(La reacción del ego)

EL PODER ficticio DE LA PALABRA

Nota basada en las canalizaciones del Prof. Jorge Olguín.

Un profesor nunca experimenta, sino que enseña. Mi primera enseñanza es que no deben reaccionar a las palabras, porque las palabras no tienen ninguna fuerza. La fuerza se las da uno. Ustedes me pueden dar un poder de agredirlos que yo no tengo (ni tampoco nadie tiene). Tengan en cuenta que cuanto más susceptible es una persona, más débil es.  Lo que el trabajo interno logra es hacerlos fuertes. Y es fuerte el que no le da ningún poder al otro. Lo único que tienen que hacer es quitarle al otro el poder que le dieron. Y como profesor me sentiré satisfecho cuando vea que nada de lo que dice otra persona les hace reaccionar. Si primero no aprenden esta lección, nunca podrán ver la enseñanza más profunda que hay detrás de mis palabras. 
Un fuerte y sincero abrazo a todos: Horacio Velmont.

 

DEL DICCIONARIO TÉCNICO DE PSICOINTEGRACIÓN

Poder ficticio de las palabras. Gr Elron. Autoridad que le damos a determinadas palabras para alterar nuestro ánimo. Es una autoridad inventada, porque las palabras no tienen más potestad sobre nosotros que la que nosotros mismos decidimos otorgarle.

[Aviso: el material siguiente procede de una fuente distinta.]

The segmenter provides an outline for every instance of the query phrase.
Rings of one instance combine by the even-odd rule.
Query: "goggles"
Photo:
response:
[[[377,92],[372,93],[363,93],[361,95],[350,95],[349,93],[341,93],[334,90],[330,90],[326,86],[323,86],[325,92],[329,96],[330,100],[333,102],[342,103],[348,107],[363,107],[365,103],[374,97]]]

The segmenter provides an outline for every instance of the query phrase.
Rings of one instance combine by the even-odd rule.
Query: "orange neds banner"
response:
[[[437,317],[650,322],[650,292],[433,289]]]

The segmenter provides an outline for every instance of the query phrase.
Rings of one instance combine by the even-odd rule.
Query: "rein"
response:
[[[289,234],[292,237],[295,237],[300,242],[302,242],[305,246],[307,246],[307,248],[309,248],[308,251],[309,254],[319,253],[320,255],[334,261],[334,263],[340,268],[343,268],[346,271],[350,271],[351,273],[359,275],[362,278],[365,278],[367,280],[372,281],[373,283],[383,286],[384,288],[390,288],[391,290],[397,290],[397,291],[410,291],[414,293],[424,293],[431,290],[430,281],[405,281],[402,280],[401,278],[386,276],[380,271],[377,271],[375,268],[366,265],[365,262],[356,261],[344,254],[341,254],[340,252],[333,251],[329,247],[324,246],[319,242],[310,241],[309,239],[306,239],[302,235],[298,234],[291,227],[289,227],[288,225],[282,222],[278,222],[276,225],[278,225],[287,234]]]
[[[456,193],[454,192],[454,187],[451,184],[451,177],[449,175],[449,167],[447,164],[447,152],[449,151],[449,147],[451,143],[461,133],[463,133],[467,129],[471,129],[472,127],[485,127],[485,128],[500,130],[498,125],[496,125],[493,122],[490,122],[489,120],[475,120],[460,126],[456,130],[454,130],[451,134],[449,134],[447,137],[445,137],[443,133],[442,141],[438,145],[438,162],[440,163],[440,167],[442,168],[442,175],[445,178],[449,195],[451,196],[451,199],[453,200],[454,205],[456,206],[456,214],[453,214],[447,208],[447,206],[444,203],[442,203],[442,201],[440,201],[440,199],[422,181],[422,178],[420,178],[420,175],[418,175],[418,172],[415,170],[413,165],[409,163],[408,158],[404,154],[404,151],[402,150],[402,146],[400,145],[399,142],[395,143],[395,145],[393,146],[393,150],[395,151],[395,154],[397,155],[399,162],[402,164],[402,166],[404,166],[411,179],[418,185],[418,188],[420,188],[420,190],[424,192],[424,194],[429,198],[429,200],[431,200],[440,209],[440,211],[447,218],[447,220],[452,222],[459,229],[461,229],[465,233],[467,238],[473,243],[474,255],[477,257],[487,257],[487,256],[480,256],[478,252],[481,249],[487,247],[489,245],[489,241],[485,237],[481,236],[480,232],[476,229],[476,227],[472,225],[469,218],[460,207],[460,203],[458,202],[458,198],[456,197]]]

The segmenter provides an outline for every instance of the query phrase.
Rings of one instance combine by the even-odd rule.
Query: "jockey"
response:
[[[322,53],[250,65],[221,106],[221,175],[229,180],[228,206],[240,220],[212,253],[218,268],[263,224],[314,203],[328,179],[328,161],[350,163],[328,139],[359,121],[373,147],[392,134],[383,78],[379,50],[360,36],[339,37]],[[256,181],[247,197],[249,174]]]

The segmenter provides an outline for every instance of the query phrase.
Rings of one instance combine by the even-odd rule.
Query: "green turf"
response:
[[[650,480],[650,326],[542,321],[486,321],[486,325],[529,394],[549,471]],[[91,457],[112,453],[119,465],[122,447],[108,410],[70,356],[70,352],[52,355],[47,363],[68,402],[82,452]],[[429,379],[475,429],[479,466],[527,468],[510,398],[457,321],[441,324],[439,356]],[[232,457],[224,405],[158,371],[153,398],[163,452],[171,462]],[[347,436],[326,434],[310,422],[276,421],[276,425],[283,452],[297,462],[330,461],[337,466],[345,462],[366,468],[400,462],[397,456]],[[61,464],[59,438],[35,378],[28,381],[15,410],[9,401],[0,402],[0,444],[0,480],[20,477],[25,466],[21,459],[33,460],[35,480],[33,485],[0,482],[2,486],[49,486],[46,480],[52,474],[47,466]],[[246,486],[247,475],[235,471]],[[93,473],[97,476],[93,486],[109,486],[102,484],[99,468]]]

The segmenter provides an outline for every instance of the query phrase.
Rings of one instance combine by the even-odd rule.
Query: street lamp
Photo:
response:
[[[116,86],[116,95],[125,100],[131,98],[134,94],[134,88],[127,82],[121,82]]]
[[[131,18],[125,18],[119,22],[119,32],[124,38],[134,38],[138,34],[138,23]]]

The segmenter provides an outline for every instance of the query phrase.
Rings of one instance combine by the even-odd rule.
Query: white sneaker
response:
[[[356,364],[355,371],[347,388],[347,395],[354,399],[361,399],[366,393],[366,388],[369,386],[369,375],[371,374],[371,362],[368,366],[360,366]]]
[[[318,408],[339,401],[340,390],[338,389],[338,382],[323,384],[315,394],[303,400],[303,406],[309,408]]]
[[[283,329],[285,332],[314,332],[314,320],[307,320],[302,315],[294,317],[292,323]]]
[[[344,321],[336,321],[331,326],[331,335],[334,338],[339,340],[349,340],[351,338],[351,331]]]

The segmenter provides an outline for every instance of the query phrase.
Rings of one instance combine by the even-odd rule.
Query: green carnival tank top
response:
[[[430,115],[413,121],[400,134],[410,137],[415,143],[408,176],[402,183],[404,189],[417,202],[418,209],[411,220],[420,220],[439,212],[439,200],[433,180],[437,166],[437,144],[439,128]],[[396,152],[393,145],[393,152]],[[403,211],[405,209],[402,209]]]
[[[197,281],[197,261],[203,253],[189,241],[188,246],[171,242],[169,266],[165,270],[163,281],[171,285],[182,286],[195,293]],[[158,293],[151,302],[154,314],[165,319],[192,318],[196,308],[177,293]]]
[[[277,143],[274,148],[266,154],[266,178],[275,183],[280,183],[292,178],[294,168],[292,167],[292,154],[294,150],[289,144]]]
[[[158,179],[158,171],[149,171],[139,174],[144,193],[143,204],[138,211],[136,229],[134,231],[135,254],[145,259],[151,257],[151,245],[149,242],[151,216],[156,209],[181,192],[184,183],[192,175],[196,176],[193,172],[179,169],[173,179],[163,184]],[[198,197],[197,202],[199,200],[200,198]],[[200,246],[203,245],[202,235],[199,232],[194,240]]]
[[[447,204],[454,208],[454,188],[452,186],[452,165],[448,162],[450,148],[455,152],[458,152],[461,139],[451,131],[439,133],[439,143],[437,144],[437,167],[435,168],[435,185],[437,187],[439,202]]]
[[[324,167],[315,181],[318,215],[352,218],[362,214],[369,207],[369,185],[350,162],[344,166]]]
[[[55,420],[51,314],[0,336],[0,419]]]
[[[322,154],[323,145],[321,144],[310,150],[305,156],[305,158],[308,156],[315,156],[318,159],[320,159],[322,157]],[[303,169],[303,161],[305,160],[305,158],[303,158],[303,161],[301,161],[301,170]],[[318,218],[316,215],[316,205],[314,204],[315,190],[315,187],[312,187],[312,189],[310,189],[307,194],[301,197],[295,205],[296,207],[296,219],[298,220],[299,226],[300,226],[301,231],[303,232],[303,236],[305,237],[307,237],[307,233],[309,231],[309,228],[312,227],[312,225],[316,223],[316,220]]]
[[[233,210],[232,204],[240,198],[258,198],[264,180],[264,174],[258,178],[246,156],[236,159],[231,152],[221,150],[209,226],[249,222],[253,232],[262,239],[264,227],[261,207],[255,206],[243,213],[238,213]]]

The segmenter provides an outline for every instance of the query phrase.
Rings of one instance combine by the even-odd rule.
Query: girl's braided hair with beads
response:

Para probar que no la tienen, basta gritarle a un pequeñísimo granito de arena "¡muévete!" y veremos que no se desplazará ni siquiera una millonésima del pelo de un cabello. Ninguna palabra tiene poder para molestar a nadie, a menos que uno mismo le haya dado ese poder. Y si le hemos dado poder a determinadas palabras para que quien las pronuncie nos moleste, la única alternativa que nos queda es retirarles el poder que nosotros mismos le hemos dado. ¿Puede haber algo más paradójico que darle poder a determinadas palabras para molestarnos y luego echarle la culpa a quien las pronuncia?